Juan y José
sentados contra el muro del frontón
hacían planes mientras reponían fuerzas.
Dudaban
entre ir a la escuela o al río a pescar,
cuatro cangrejos para la merienda.
Nadie jamás
vio amigos más unidos que esos dos
que a un tiempo descubrieron
el fuego del licor, el brillo del dinero,
el automóvil, el cine y la mujer.
Tibio era el Sol,
ancha la mar
y el mundo aún
por estrenar.
A Juan y a José
se les acabó pronto la niñez
segada con la mies, pisada por los bueyes.
Y mientras José
tomaba los caminos de la mar
el otro le despidió desde el muelle.
Del que se fue
llegaron cartas con olor a ron
cargadas de promesas
que Juan leía mientras ponían la mesa
y releía sin prisa en el café.
Caña dulce,
mamey colorao,
verde la palma,
blanca la garza,
con un ojo abierto, en la charca,
vigila el caimán.
Cómo puedes conformarte, Juan
con un solo cielo si hay toda una América
del otro lado del mar.
José viajó
de las Antillas a la Cruz del Sur,
Huaquero en Fundación, buhonero en la Puna,
cafisho
en un quilombo flotante en el Paraná,
y con los años llegó a hacer fortuna.
Juan se quedó
trabajando la tierra y se casó
con su novia de siempre.
Después los años discurrieron mansamente…

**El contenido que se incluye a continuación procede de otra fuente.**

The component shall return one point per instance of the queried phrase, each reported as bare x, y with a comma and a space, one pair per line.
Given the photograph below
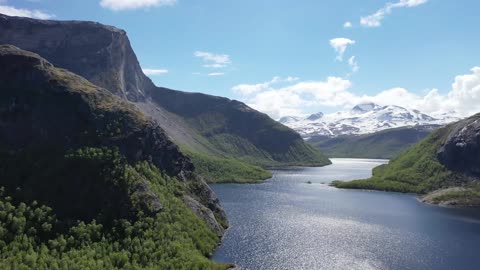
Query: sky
286, 57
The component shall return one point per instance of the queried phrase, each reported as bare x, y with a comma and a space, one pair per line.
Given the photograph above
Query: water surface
286, 223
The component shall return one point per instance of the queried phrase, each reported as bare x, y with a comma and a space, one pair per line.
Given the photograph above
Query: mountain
206, 127
363, 118
384, 144
88, 181
445, 166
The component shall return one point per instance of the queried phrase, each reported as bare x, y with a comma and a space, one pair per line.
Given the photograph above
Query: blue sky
280, 57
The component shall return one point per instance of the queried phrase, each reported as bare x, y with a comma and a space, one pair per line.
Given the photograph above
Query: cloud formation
20, 12
153, 72
353, 63
298, 98
347, 25
248, 89
340, 46
375, 19
118, 5
213, 60
216, 74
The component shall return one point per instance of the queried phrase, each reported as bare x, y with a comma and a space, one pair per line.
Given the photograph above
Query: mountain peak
364, 107
315, 116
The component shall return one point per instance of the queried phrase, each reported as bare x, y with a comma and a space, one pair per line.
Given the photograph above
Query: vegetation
418, 170
384, 144
415, 170
455, 196
33, 236
227, 170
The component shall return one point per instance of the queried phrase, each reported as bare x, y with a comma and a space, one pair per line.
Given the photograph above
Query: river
287, 223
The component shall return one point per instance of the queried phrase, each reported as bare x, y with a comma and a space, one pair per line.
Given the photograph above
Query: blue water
286, 223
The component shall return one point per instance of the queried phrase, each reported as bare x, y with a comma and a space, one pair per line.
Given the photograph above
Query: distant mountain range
445, 166
204, 126
362, 119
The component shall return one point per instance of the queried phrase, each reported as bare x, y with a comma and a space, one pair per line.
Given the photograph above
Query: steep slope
362, 119
446, 163
88, 181
197, 122
384, 144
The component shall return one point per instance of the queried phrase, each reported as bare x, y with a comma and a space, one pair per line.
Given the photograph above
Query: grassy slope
234, 165
383, 144
231, 134
418, 170
33, 237
75, 205
415, 170
227, 170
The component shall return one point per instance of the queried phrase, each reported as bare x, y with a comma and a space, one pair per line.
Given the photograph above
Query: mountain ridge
88, 181
197, 122
365, 118
445, 166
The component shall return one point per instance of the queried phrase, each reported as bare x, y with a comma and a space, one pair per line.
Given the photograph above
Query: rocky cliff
62, 139
461, 149
445, 165
202, 123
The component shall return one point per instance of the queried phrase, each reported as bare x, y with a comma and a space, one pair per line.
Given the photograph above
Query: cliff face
100, 53
202, 123
461, 150
445, 165
42, 105
63, 141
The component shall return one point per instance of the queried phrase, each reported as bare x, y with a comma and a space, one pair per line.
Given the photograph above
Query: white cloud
297, 98
248, 89
216, 74
20, 12
118, 5
213, 60
340, 45
353, 63
375, 19
152, 71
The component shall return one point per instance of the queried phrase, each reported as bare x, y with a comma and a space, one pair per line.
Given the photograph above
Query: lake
286, 223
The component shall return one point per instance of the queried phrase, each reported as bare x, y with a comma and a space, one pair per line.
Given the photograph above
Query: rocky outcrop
100, 53
49, 111
43, 105
461, 149
103, 55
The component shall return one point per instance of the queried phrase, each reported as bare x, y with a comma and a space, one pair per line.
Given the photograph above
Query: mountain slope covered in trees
384, 144
446, 165
202, 124
89, 182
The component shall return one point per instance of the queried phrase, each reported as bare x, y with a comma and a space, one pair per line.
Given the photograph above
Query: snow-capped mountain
362, 119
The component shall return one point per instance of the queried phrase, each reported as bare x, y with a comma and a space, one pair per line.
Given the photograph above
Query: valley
179, 135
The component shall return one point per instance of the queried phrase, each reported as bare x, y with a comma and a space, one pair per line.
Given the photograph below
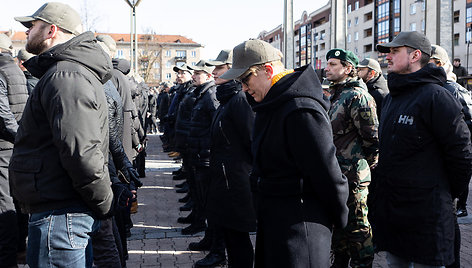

Frío en invierno y en verano calor.
Tibio era el Sol
los días que
llegaban cartas
de José.
Juan y José
volvieron a encontrarse en el frontón
medio siglo después, y como si tal cosa
Juan preguntó:
«¿A cuál le vas… azul o colorao…?»
y respondió el indiano: «Al que vaya a esa moza…
Qué cosas, Juan,
tanto rodar y estamos otra vez
en donde lo dejamos…»
«Pero a ti, Pepe, que te quiten lo bailado…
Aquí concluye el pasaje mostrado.